Im afrikanischen Busch fliegt es sich noch weitgehend unbeschwert. Nur so lassen sich jedenfalls die vergnügten Gesichter der Piloten deuten, die in ihren Kleinflugzeugen Passagiere und Fracht von Airstrip zu Airstrip transportieren. Auch der Laie kann sich gut vorstellen, dass die kommerzielle Fliegerei in einem sechsplätzigen Propellerflugzeug abwechslungsreicher ist als im computerisierten Jet. Umso mehr Verständnis hat man für den Piloten, der sich lauthals darüber beklagt, dass das Sicherheitspersonal (an den grösseren Flugplätzen) ihm tatsächlich manchmal die Wasserflasche wegnehme. Das Verbot von Flüssigkeiten wird auch in Afrika rigoros durchgesetzt.
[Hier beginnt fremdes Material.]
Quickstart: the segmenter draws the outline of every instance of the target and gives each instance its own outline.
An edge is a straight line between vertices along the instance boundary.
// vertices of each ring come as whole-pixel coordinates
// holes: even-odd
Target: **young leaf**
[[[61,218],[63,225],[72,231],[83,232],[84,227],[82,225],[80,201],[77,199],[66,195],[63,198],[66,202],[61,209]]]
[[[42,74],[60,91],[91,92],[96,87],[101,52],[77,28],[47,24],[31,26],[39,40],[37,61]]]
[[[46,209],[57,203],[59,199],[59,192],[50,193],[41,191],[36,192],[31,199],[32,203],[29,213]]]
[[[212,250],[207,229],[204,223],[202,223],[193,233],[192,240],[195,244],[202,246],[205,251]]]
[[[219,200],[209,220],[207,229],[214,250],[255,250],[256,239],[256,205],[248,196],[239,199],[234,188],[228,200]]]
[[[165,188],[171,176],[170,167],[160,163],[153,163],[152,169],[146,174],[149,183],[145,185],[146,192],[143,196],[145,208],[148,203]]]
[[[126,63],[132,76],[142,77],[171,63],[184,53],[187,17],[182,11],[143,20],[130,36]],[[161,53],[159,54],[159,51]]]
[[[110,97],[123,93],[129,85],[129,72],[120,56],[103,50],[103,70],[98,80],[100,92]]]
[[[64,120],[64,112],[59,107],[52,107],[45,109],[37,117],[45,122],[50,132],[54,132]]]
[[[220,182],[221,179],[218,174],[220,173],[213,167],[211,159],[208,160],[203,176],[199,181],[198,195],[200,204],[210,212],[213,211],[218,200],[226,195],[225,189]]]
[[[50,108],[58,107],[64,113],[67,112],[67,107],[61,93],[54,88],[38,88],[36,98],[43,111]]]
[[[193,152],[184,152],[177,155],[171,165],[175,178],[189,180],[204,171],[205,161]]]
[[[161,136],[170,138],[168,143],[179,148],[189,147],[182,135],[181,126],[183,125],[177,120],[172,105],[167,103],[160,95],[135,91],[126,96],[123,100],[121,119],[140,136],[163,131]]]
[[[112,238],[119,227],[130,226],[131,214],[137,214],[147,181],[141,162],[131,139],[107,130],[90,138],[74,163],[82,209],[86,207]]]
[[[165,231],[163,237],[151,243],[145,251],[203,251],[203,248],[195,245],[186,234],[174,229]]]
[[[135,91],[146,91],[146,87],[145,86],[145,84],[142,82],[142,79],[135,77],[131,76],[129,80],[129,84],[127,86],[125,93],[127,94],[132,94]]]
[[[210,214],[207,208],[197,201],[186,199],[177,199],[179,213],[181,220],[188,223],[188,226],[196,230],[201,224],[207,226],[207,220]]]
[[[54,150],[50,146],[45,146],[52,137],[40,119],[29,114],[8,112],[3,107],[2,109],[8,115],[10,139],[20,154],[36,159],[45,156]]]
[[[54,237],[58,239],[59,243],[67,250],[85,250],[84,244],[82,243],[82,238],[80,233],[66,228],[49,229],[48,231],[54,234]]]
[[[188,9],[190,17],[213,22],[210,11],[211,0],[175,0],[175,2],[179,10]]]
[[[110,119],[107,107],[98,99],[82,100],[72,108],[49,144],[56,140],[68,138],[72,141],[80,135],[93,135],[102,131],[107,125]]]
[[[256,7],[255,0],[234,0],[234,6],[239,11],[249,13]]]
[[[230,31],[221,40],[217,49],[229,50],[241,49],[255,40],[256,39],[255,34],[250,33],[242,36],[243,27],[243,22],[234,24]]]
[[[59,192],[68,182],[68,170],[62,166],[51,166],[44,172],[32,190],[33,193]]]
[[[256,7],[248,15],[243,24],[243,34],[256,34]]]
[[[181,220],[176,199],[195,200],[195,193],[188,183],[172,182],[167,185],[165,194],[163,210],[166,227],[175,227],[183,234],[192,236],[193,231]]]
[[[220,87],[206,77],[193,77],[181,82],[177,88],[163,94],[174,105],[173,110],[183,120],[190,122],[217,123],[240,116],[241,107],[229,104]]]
Der Sicherheitsapparat erachtet die Risiken durch dehydrierte Piloten offenbar als weniger relevant als das Risiko, dass ein Pilot sein Flugzeug mittels eines Flüssigsprengstoffs zur Explosion bringen könnte. Wenig bedacht hat man dabei offenbar, dass Piloten ihre Flugzeuge auch ohne Sprengstoff zuverlässig zum Absturz bringen können. Verstehen kann das nur, wer Sicherheit nicht als kalkulierte Gratwanderung zwischen Sicherheitskosten und Sicherheitsnutzen sieht, sondern diese vielmehr mit religiösen Argumenten wertet.
Flughäfen sind die Kathedralen des Zeitalters der Globalisierung. Beim Gang zum Gate legen die Reisenden eine Strecke zurück, die einer Wallfahrt zur Ehre gereicht. Auf diesem Weg sind verschiedene Stationen der Reinigung zu passieren, bei denen man sich die Pilger ihrer Schuhe auch dann entledigen, wenn diese selbst dem feinsten Detektor als unverdächtig erscheinen müssen. Statt des Pilgerstabs trägt der Reisende der Postmoderne ein Gefrierbeutelchen mit verschiedenen Gefässen bei sich – 100 ml fasst ein jedes davon. Im Glauben an die absolute Sicherheit wird gemeinsam mit dem Sicherheitspersonal dem Nullrisiko gehuldigt. Unerreichbar muss dieses Paradies jedoch mindestens solange bleiben, als die Fracht in den dunklen Bäuchen des Flugzeugs nicht ebenso Erleuchtung erfährt wie das Handgepäck des pilgernden Passagiers. Abseits des öffentlichen Rampenlichts, in den Frachthallen, ist die sicherheitsbeauftragte Priesterschaft weit weniger streng in der Einhaltung ihrer Gebote.